Calculateurs simplistes 

Par ailleurs, les calculateurs interactifs en ligne, trop simplistes, ne tiennent pas compte de la situation financière de chacun. Un problème pour les personnes à plus faible revenu (moins de 35 000 $ par année), croit l’avocat, car «il est peu avantageux pour ces personnes de souscrire aux produits financiers promus par les institutions et cela n’est jamais mentionné dans les outils». Bien souvent, les régimes publics et le Supplément de revenu garanti viendront couvrir presque 100 % de leur revenu net disponible, précise le rapport. 

Des frais bien cachés 

Alors que le Canada détient le record mondial des frais de gestion, les institutions font preuve d’une grande opacité en ne dévoilant jamais les frais rattachés à leurs produits financiers de retraite, précise Me Plourde. 

Un problème également mis en évidence dans une récente étude menée en Ontario sur les pratiques des conseillers en investissements. L’enquête révèle que les frais associés aux produits financiers et la rémunération des conseillers ne sont pas souvent abordés avec les clients. 
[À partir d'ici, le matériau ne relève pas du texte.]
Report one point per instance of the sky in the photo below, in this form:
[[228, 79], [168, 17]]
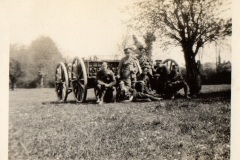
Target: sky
[[82, 27]]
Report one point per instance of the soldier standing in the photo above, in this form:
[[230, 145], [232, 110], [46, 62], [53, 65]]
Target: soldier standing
[[128, 68], [105, 81], [177, 82], [143, 84], [145, 60], [162, 77]]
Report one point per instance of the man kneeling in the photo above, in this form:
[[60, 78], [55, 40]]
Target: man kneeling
[[127, 94], [105, 81], [177, 82]]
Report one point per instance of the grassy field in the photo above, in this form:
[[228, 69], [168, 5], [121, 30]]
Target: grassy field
[[41, 128]]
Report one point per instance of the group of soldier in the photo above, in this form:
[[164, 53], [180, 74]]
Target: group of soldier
[[138, 80]]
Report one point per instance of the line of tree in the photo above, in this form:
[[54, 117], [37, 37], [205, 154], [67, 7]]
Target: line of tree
[[26, 63], [189, 24]]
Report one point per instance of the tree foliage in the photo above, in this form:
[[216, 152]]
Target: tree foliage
[[182, 22], [187, 23], [42, 54]]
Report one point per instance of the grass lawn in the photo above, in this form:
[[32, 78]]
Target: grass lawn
[[41, 128]]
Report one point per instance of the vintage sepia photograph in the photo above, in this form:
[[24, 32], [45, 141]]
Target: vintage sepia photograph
[[114, 80]]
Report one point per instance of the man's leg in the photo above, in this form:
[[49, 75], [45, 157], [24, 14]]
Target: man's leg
[[185, 86], [140, 95], [97, 90], [139, 87]]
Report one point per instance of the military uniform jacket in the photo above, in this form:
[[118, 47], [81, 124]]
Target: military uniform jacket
[[127, 66], [105, 76]]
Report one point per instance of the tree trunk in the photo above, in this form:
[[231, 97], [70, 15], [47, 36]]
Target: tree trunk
[[12, 83], [193, 73]]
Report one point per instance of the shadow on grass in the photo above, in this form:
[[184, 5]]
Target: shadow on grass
[[211, 97], [215, 96], [87, 102]]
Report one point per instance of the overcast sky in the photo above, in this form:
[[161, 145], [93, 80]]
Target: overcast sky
[[81, 27]]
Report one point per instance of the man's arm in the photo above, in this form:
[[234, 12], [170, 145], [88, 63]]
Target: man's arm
[[113, 80], [98, 79], [120, 67]]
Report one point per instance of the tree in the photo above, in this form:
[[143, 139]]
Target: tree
[[187, 23], [15, 72]]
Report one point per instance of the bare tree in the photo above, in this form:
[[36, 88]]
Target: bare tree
[[187, 23]]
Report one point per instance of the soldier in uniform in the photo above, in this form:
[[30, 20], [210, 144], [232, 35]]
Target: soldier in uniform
[[105, 80], [143, 84], [127, 94], [162, 78], [145, 60], [177, 82], [128, 68]]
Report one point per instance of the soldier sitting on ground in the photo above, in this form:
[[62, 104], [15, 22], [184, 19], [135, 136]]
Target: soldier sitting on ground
[[105, 80], [177, 82], [127, 94], [128, 68], [143, 84], [161, 77]]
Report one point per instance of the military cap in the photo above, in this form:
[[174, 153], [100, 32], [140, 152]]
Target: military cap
[[158, 61]]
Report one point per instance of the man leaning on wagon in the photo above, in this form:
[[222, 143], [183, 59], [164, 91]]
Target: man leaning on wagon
[[105, 80]]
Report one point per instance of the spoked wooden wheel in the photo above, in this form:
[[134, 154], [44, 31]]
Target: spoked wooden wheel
[[79, 80], [61, 82], [169, 63]]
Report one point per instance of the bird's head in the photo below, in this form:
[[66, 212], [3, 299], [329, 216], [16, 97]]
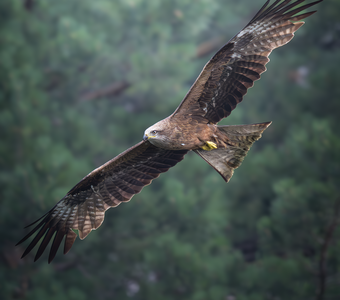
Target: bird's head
[[156, 134]]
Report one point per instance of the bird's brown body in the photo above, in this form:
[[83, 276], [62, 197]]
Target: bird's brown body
[[187, 134], [221, 85]]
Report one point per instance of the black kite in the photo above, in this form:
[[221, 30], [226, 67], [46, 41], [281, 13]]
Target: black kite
[[218, 89]]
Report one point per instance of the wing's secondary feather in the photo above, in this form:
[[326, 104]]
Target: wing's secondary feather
[[84, 206], [226, 78]]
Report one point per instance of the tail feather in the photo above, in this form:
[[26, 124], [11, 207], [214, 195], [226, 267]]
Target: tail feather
[[241, 137]]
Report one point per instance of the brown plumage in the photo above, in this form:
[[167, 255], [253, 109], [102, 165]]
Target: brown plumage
[[221, 85]]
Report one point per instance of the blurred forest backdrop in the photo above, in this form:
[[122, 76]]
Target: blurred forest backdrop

Josée Jeffrey, planificatrice financière, fiscaliste à Focus Retraite & Fiscalité inc., a collaboré à l’étude d’Option consommateurs. Elle n’est pas étonnée par cette situation. «On sait très bien que rien n’est gratuit dans la vie et l’approche des institutions financières vise à attirer le client pour lui proposer ses produits financiers d’abord, puis ceux d’autres fonds communs et d’assurance sur lesquels des frais de gestion permettront des rentrées importantes pour l’institution financière», explique-t-elle. 
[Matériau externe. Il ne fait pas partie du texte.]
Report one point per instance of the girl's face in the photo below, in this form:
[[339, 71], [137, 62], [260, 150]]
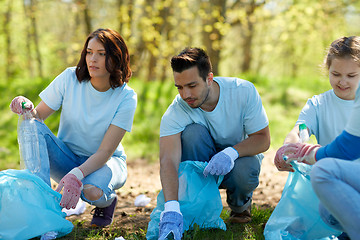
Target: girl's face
[[344, 75], [95, 61]]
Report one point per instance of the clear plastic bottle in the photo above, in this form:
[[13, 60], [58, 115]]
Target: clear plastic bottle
[[28, 143], [303, 168]]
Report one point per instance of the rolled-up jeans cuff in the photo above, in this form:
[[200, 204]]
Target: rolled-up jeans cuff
[[238, 209]]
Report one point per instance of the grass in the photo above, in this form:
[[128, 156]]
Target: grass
[[283, 99], [252, 230]]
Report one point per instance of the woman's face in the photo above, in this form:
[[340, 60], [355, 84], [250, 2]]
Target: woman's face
[[344, 75], [95, 60]]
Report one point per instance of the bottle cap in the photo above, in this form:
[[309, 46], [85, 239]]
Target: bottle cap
[[302, 126]]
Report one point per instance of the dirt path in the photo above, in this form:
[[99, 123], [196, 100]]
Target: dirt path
[[143, 178]]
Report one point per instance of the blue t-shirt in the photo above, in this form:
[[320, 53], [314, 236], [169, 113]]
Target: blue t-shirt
[[347, 144], [326, 116], [238, 113], [86, 113]]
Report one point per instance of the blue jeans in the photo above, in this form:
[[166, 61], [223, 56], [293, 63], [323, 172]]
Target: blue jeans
[[198, 145], [57, 160], [337, 184]]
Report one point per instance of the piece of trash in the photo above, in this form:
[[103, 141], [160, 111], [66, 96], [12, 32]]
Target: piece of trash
[[79, 209], [142, 200], [49, 235]]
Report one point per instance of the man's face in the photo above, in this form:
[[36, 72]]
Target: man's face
[[192, 88]]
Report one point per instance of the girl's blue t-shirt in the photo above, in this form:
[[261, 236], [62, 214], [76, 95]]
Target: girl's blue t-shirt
[[326, 116], [86, 113], [239, 112]]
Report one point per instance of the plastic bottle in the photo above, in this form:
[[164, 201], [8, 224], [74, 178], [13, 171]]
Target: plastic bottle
[[303, 168], [28, 142]]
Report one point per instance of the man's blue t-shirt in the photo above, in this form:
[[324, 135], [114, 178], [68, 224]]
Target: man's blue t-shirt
[[238, 113], [86, 113]]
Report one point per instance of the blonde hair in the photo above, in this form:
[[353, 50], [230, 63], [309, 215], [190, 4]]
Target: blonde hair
[[342, 48]]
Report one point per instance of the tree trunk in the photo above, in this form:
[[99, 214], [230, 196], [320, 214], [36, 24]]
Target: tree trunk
[[9, 54], [212, 39], [36, 37]]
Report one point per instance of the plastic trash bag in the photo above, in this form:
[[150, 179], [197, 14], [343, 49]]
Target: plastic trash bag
[[199, 198], [29, 207], [296, 216]]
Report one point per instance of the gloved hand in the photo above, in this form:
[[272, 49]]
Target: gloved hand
[[279, 160], [72, 185], [304, 153], [222, 162], [17, 104], [171, 223]]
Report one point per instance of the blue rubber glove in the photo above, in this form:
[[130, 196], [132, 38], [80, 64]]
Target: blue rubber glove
[[171, 226], [222, 162], [72, 185]]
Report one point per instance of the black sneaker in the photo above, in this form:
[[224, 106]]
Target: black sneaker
[[343, 236], [103, 216]]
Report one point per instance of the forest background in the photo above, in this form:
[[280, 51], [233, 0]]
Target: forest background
[[279, 45]]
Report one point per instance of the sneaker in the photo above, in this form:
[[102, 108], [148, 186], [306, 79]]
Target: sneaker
[[343, 236], [103, 216], [243, 217]]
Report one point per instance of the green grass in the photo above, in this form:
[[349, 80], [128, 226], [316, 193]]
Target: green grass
[[252, 230]]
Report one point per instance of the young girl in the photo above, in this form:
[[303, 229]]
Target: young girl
[[343, 62], [326, 114], [97, 108]]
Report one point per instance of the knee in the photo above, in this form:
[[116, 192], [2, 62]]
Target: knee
[[247, 181], [322, 171], [92, 193]]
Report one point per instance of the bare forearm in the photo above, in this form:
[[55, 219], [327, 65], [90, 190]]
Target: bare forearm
[[254, 144], [169, 182], [293, 136], [94, 162]]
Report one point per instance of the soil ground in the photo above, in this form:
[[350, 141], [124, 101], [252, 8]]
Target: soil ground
[[143, 178]]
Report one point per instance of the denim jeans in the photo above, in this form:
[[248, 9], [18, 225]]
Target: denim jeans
[[57, 160], [337, 184], [198, 145]]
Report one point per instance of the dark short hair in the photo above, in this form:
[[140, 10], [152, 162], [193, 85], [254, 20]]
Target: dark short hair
[[190, 57], [117, 61], [342, 48]]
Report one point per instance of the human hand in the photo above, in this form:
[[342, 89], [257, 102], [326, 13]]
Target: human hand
[[222, 162], [279, 160], [20, 105], [72, 185], [171, 223], [304, 153]]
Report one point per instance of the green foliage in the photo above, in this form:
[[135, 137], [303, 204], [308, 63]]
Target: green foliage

Information objective ou publicité? 

Autre point important soulevé par l’enquête d’Option consommateurs: les outils que les institutions financières mettent à la disposition du grand public servent-ils à transmettre de l’information objective ou à faire de la publicité pour leurs produits financiers? 

Pour Me Alexandre Plourde, il pourrait y avoir ici conflit d’intérêts. «D’une part, les institutions se présentent comme des éducateurs crédibles, mettent les consommateurs en confiance et les invitent à rencontrer un de leurs représentants qui saura apaiser leurs inquiétudes; d’autre part, elles touchent des profits sur les divers produits financiers qu’elles offrent dans le cadre de la préparation de la retraite», fait-il remarquer. 

Les recommandations 

Pour remédier à ces situations, Option consommateurs suggère que les institutions financières dirigent les consommateurs à la recherche d’information sur la préparation de leur retraite d’abord et avant tout vers des sources neutres et indépendantes, comme Question Retraite, au Québec, ou l’Agence de la consommation en matière financière du Canada

Enfin, l’organisme recommande aux institutions financières de divulguer davantage d’informations sur:

• les frais applicables aux produits financiers qu’elles offrent;
• le mode de rémunération des employés chargés de les conseiller en matière de préparation de la retraite;
• la façon de vérifier les antécédents d’un planificateur financier;
• les stratégies financières et fiscales pour optimiser les revenus de retraite;
• l’ensemble des régimes de revenus de retraite canadiens.